Brexit Poker auf Englisch

Die Töne werden schriller im Endspurt um einen Deal zwischen der Europäischen Union und Großbritannien.


TEXT: Peter Weißenberg

Die Töne werden schriller im Endspurt um einen Deal zwischen der Europäischen Union und Großbritannien. Und die Zeit läuft beiden Seiten davon; besonders, weil Großbritanniens Premier Boris Johnson die EU massiv unter Druck setzt.
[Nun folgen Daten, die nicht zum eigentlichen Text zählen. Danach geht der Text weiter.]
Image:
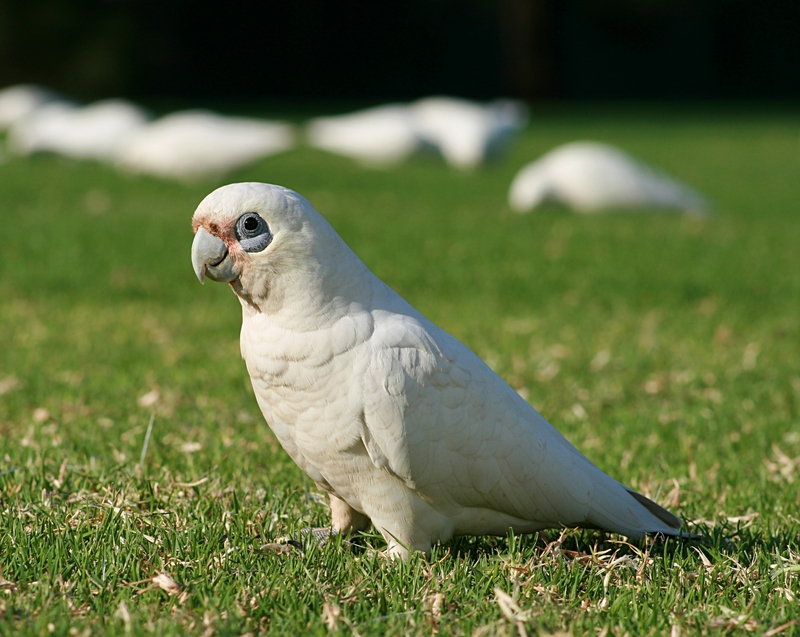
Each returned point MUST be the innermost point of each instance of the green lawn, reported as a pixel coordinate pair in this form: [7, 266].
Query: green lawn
[666, 348]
Nach den Analysen der Deka-Volkswirte ist „die Kompromissbereitschaft in Kernfragen gering“.▪Größter Streitpunkt: Für ein zollfreies Handelsabkommen verlangt die EU, dass das Vereinigte Königreich die EU-Wettbewerbsbedingungen einhält. Genau das aber will die Regierung Johnson nicht. Nach ihrer Meinung könnte es die Briten darin einschränken, Handelsverträge mit Drittstaaten zu vereinbaren. Boris Johnson droht deswegen erneut mit dem No-Deal-Brexit, um die EU zu Kompromissen zu bewegen, und setzt zugleich dafür den 15. Oktober als Ultimatum. Sogar das bestehende EU-Austrittsabkommen bezüglich der Sonderrolle Nordirlands stellt er infrage.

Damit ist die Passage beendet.